The blame game is now raging, with it seems no minister or department safe from withering criticism, either on how this was allowed to happen, or why the response has been so slow.

Flood Warden Sue Burrows had plenty to say to Defence Minister Philip Hammond when he visited Wraysbury in Berkshire.

“There is not one Environment Agency officer here, they’re in an office,” she fumed. “They need to be here, they have no idea. We have been working for 48 hours evacuating people, risking our own lives, going into waters that would be over my head.”

While Hammond was having his ears burned in the stockbroker belt, Prime Minister David Cameron was in Dawlish in Devon where high tides and stormy seas destroyed a large section of sea wall, washing a stretch of railway track into the sea. .

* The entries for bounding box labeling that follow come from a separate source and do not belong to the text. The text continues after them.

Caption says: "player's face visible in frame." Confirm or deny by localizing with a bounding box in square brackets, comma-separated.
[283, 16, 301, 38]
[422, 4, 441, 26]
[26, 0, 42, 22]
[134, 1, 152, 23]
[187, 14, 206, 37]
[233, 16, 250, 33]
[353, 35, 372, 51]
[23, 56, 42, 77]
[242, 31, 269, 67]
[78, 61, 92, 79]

“Well, it is a huge challenge, I mean we have had the wettest start to the year for 250 years and some of the most extreme weather we have seen in our country for decades and you can see just the effect that it has had. We have to recognise it is going to take time before we get things back to normal,” Cameron said.

This a potential political disaster for the government, and one that is not going away any time soon.

If it stopped raining right now, which it is not going to do, it would be many weeks before water levels dropped, as the ground is so saturated.

Insurance premium warning

Insurers may raise premiums if storms continue to batter Britain in the coming weeks, a senior insurance executive warned.

Around 5,000 homes in the UK have been flooded, with some remaining under water for more than a month.

For now, insurers say they are not experiencing unusual volumes of claims for the time of year and losses are still far short of the three billion pounds (3.6 billion euros) paid out after summer floods in 2007.

Specialists at PwC and Deloitte estimate insured losses could be around 500 million pounds (602 million euros).

However with no end in sight to the wet weather, Steve Langan, Managing Director of Hiscox UK and Europe, warned premiums may have to rise as losses from claims mount.

“In the medium term we wouldn’t expect the current UK floods to have an impact on premiums. However if this adverse weather continues into mid-February and mid-March, and we start talking about a one billion pounds (1.2 billion euros) impact, then it will change the point of pricing,” he said.

Insurers say much of the flooding is currently in low-lying areas already well known to be at risk and they have set their pricing models accordingly.

However they could face larger claims now flood waters have reached the south-western suburbs of London which are on the banks of the swollen River Thames and home to some of Britain’s most expensive property, analysts warn.